Love, Poverty, and War by Christopher Hitchens

By: Christopher Hitchens

Journeys and Essays

Genre: Non-Fiction

Nation Books
October 1, 2004
Featuring:
432 pages
ISBN: 1560255803
Trade Size

Book Summary

"I did not, I wish to state, become a journalist because there was no other 'profession' that would have me. I became a journalist because I did not want to rely on newspapers for information." The Christopher Hitchens Reader showcases America's leading polemicist's rejection of consensus and cliché, whether he's reporting from abroad in Indonesia, Kurdistan, Iraq, North Korea, or Cuba, or when his pen is targeted mercilessly at the likes of William Clinton, Mother Theresa ("a fanatic, a fundamentalist and a fraud"), the Dalai Lama, Noam Chomsky, Mel Gibson and Michael Bloomberg.

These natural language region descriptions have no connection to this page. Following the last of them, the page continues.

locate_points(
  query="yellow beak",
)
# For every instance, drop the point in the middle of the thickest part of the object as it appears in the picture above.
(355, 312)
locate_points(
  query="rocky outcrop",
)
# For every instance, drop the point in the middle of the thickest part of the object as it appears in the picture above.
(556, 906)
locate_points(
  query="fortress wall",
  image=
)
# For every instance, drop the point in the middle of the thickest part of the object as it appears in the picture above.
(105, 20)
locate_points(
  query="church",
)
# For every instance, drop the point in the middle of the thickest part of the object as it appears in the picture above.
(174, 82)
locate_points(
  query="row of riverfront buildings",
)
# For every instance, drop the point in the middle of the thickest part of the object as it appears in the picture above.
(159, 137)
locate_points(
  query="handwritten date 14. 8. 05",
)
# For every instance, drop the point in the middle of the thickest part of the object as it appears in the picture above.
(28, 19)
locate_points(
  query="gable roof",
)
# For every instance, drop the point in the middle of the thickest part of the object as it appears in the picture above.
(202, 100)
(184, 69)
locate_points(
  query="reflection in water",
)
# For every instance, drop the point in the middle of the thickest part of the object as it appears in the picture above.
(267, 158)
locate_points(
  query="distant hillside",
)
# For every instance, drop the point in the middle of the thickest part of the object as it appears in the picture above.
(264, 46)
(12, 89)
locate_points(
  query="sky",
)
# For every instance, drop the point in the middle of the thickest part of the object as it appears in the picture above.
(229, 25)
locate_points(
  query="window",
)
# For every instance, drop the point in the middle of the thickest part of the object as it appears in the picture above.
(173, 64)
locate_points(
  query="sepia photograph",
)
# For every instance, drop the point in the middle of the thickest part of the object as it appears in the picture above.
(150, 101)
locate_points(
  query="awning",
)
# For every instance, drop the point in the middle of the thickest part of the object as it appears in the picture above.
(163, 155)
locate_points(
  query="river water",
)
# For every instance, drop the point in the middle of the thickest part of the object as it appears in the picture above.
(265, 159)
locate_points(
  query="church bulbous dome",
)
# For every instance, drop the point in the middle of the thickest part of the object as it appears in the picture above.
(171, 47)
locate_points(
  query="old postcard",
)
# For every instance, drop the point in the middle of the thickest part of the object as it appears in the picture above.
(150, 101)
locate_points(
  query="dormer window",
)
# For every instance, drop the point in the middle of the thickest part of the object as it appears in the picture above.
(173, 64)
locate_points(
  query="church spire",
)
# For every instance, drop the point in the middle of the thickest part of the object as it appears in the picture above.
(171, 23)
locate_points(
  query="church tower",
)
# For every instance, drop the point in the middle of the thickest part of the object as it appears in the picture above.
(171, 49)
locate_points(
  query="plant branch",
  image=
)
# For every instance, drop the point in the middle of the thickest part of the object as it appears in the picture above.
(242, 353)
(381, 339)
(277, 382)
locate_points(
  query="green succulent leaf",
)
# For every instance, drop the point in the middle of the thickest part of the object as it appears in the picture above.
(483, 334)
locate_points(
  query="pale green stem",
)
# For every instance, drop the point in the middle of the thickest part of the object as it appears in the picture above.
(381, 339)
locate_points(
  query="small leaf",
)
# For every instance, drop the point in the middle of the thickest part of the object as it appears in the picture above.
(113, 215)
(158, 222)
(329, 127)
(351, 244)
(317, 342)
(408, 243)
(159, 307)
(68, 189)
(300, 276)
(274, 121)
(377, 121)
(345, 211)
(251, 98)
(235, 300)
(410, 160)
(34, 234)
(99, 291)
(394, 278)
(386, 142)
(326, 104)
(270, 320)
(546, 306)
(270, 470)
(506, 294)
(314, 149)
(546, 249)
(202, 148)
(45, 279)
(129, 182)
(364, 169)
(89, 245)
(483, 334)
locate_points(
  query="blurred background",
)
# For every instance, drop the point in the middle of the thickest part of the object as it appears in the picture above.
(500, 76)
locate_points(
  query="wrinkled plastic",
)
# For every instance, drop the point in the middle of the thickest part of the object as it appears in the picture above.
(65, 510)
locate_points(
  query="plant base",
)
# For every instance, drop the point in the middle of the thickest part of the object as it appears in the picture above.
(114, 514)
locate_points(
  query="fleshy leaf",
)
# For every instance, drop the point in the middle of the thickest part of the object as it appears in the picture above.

Hitchens began the nineties as a "darling of the left" but has become more of an "unaffiliated radical" whose targets include those on the "left," who he accuses of "fudging" the issue of military intervention in the Balkans, Afghanistan and Iraq. Yet, as Hitchens shows in his reportage, cultural and literary criticism, and opinion essays from the last decade, he has not jumped ship and joined the right but is faithful to the internationalist, contrarian and democratic ideals that have always informed his work.